The initiative to appoint more operators will help Putrajaya to optimise its operating cost, enhance competitiveness
by AFIQ AZIZ / pic by ISMAIL CHE RUS
The government may open the vehicle supply and fleet management contract to more than one company with a shorter concession period as the administration seeks new arrangement to trim its operational expenses.
Presently, a single company provides the vehicles for the use of ministers, deputy ministers and all high-ranking government officers under a 25-year concession agreement.
An industry source told The Malaysian Reserve (TMR) that the new initiative to appoint more operators would help Putrajaya to optimise its operating cost and enhance industry competitiveness.
“Before this they gave the contract to just one party. Hence, it was a monopoly. But that doesn’t mean they didn’t do a good job. They did.
“But it was just expensive. As the government is trying to optimise costs, breaking the monopoly should be the way,” said the industry source.
In a document sighted by TMR, the government is expected to use between 1,600 and 2,730 vehicles for the next six years. Among the vehicles listed are Proton Holdings Bhd’s brands including the X70, Persona and Saga models, as well as the Honda Accord and Toyota Vellfire.

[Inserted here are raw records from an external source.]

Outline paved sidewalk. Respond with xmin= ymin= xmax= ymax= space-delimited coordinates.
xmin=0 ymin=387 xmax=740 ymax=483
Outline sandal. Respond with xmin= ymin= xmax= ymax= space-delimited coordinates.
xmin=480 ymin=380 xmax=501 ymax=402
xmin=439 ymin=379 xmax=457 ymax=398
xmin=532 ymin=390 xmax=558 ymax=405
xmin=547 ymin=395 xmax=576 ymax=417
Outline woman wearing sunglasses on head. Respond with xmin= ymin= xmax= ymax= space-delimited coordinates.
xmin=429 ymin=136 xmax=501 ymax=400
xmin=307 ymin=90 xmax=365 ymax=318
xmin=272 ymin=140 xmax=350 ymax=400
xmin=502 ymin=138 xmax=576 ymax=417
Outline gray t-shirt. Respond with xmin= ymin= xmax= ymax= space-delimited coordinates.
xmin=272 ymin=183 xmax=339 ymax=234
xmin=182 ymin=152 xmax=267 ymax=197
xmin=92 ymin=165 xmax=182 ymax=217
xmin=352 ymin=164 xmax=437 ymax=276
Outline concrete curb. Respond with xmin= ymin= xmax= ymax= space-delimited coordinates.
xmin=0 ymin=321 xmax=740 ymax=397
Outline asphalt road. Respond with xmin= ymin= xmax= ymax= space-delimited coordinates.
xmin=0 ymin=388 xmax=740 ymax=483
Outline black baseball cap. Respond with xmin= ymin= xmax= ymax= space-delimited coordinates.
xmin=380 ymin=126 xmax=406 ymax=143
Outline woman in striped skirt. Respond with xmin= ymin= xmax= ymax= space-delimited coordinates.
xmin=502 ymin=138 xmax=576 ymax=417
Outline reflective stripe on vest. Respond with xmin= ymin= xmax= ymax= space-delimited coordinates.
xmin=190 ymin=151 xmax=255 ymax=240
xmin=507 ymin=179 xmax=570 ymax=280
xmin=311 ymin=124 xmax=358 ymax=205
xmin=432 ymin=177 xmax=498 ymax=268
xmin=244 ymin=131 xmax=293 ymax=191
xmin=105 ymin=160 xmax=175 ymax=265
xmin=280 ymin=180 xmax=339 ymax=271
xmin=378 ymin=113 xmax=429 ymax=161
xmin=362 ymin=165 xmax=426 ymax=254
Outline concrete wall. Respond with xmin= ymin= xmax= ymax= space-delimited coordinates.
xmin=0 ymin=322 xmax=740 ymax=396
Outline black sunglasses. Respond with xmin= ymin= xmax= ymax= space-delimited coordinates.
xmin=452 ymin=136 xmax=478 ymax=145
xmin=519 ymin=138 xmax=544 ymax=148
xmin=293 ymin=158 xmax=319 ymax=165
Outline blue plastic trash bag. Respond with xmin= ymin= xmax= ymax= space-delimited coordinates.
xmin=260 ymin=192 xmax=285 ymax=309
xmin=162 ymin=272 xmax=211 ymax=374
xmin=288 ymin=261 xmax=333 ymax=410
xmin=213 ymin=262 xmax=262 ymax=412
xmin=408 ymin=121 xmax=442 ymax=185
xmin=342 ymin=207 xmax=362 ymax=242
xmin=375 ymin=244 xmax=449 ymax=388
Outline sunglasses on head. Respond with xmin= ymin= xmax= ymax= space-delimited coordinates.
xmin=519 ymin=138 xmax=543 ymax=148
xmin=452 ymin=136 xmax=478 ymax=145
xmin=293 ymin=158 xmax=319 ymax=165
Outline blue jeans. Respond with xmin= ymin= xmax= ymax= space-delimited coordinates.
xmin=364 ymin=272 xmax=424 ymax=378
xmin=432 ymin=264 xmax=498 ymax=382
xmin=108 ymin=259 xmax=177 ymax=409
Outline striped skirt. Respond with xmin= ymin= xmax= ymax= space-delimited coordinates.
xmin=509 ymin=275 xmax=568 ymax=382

It is believed that the government spends about RM220 million annually on the fleet of cars but wants to see if such expenses can be trimmed further to reduce the country’s financial burden.
Spanco Sdn Bhd’s 25-year concession for fleet management ended last year. Fleet management is a way for customers to remove or minimise the risks involved with vehicle investments.
The government concluded the request for proposal (RFP) on the fleet car concession last February and is expected to announce the result soon.
One of the key changes to the concession is the period, which has been shortened to 15 years. It was reported that DRB-Hicom Bhd, Sime Darby Bhd, Naza Group who partnered Berjaya Group, had submitted bids for the contract.
These companies which are already distributing vehicles and have strong automotive manufacturing or assembling divisions, have the advantage to put lower bids and provide cheaper maintenance costs.
Car rental services companies including Spanco are believed to have participated in the RFP.
The industry source said the automotive sector supports the move to have various companies providing vehicles and fleet management.
“What the industry wants is not a monopolised business,” said the source, adding that such monopoly would make certain costs especially maintenance higher.
The industry player said the government could change the contract awarding either by brands or vehicle type or engine capacity to optimise cost.
“If the government decides to give it to a few parties, they can go by brand because they are planning to use Proton, Honda and Toyota. For Proton, the obvious choice is DRB-Hicom. But for Honda, it can go to other players as well.
“This way, the prices are more competitive and they can expect good services,” the source said.
“Another option is to go by engine capacity, although I think it is easier to go by brand for spare part optimisation.
“Alternatively, they can also go by region — maybe northern region and southern region — like what the Ministry of Health has done for their ambulances,” the source said.
The industry player said what is pivotal though is the selected operator must have a comprehensive network and ecosystem catering from the supply to after-sales services.
“These companies should have their established network to support their after-sales activities by offering 24-hour breakdown services, and have service centres and workshops all over the country.
“For example, if a government vehicle breaks down in Terengganu, they should have a workshop in Terengganu to get it fixed.
“But it is not just repairs, sometimes you need to replace the parts, and there is a key performance index to follow in terms of how long it takes for the replacement to arrive.
“So it’s important to have the support infrastructure in place,” said the industry insider.
However, another industry player disagrees over the breaking of the monopoly, claiming the practice under discussion could jeopardise the fleet operator’s economy of scale.
“It is unlikely to have too many managers. In this sense, the government may receive more expensive quotation as it involves many players doing the same job,” the source said.